C’è un altro aspetto che facciamo presente ad Amnesty: da tempo nei CPR è negato l’accesso agli organi d’informazione, negazione della libertà di stampa, diritto inalienabile sancito dalla Costituzione (Art. 21).

La questione dei diritti non può che essere affrontata in modo intersezionale, il che implica una visone complessiva, globale. L’intersezionalità implica inevitabilmente una coerenza di fondo.

Lecito chiedersi quindi: non sarebbe inevitabilmente opportuno, che oggi, nel tempo presente, i “ricercatori sul campo” di Amnesty si occupassero di un problema così spinoso, definito una ferita nello stato di diritto, in costruttiva collaborazione con associazioni per la promozione dei diritti delle persone migranti come ASGI (Associazione Studi Giuridici sull’Immigrazione), che ha pubblicato il “Libro nero sul CPR di Torino“, Legal Team Italia, LasciateCIEntrare e, appunto, col Garante Nazionale e i Garanti territoriali?
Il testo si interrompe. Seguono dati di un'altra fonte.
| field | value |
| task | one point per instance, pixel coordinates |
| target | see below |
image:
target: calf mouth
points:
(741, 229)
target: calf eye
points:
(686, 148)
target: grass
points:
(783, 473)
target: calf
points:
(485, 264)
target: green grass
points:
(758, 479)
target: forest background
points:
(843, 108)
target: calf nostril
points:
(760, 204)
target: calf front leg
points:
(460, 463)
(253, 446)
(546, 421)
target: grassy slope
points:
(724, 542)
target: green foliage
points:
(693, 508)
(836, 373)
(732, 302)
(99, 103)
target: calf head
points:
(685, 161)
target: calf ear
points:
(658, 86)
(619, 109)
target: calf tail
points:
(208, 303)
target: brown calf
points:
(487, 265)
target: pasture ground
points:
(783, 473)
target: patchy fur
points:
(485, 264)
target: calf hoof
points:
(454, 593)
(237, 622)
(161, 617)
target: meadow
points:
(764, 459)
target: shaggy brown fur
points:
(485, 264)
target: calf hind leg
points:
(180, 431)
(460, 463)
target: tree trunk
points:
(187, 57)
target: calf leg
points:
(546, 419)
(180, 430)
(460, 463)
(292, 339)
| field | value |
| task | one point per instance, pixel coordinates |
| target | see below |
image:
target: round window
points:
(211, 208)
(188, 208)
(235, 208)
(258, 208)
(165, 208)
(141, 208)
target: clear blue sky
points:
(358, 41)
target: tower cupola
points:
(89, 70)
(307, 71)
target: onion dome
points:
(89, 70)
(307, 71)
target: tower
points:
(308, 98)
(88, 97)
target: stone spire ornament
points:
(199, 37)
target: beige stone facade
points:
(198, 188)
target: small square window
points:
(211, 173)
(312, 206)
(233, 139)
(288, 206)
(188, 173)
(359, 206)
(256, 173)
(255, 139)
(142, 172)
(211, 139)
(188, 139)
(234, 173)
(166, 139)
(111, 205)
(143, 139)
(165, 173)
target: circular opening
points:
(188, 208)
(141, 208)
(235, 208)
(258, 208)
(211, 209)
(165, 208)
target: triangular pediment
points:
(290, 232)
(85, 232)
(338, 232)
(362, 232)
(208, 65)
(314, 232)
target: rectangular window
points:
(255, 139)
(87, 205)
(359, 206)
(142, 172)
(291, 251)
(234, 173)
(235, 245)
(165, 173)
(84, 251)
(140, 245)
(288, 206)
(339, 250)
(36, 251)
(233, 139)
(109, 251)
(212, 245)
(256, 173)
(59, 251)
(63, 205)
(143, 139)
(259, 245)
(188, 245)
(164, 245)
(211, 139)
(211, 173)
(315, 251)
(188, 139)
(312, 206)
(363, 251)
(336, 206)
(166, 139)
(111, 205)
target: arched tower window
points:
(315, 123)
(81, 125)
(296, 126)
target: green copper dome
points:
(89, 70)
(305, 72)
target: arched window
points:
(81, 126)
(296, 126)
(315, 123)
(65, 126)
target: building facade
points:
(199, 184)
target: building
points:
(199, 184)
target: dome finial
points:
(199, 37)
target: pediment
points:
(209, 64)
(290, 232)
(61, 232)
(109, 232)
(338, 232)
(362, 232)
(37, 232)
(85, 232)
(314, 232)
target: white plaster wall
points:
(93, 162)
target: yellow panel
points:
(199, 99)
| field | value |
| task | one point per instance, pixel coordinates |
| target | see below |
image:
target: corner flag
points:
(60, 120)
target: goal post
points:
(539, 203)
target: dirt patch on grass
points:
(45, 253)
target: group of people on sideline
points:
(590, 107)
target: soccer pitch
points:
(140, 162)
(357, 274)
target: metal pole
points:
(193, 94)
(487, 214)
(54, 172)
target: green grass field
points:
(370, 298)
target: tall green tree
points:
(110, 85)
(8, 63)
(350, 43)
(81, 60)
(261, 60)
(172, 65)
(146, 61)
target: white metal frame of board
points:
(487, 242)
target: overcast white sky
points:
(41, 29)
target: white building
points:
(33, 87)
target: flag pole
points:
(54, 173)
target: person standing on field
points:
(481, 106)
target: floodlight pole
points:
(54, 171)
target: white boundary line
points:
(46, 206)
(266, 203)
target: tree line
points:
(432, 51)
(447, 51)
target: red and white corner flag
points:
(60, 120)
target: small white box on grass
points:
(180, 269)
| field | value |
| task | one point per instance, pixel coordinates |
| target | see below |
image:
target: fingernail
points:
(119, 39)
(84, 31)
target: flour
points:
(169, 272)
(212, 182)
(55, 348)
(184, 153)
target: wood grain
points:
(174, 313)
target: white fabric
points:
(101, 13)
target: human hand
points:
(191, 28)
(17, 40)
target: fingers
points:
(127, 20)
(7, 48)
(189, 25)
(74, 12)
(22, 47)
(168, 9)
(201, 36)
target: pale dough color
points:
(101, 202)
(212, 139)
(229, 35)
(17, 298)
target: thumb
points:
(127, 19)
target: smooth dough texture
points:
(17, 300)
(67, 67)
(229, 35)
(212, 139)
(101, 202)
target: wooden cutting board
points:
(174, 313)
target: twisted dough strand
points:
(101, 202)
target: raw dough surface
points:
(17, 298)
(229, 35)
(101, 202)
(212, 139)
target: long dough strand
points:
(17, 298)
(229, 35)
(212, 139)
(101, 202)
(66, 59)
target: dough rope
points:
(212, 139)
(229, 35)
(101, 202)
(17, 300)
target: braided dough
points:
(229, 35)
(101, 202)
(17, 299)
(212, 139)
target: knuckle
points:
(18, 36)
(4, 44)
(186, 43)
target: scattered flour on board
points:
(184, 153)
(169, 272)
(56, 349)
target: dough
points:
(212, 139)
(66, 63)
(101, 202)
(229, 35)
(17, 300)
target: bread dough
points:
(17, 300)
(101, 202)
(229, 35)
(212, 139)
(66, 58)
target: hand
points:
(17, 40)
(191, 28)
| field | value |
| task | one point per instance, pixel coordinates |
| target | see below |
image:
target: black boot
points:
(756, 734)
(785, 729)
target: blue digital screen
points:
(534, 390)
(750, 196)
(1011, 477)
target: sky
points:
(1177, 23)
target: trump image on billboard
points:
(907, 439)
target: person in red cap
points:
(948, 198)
Non sarebbe quindi altrettanto opportuno promuovere o partecipare a manifestazioni (aspetti negati a Milano) contro un sistema che ha coinvolto, solo l’anno scorso e solo in Italia, più di 4.000 persone (non sono una priorità?) che sono state private della libertà in assenza di reato penale, ma solo in quanto migranti? Questo non fa parte della “pressione sulle istituzioni“, della “mobilitazione della società civile“?

E non sarebbe anche in questo caso inevitabilmente opportuno istituire “campagne di sensibilizzazione dell’opinione pubblica” affinché venga affrontata, a livello non solo italiano, la privazione della libertà in assenza di reato penale per le persone migranti? Questo non fa parte del battersi “per le persone, qualsiasi siano i loro nomi e ovunque si trovino, quando libertà, verità, giustizia e dignità sono negate“?

Ogni individuo ha diritto di lasciare qualsiasi paese, incluso il proprio, e di ritornare nel proprio paese“.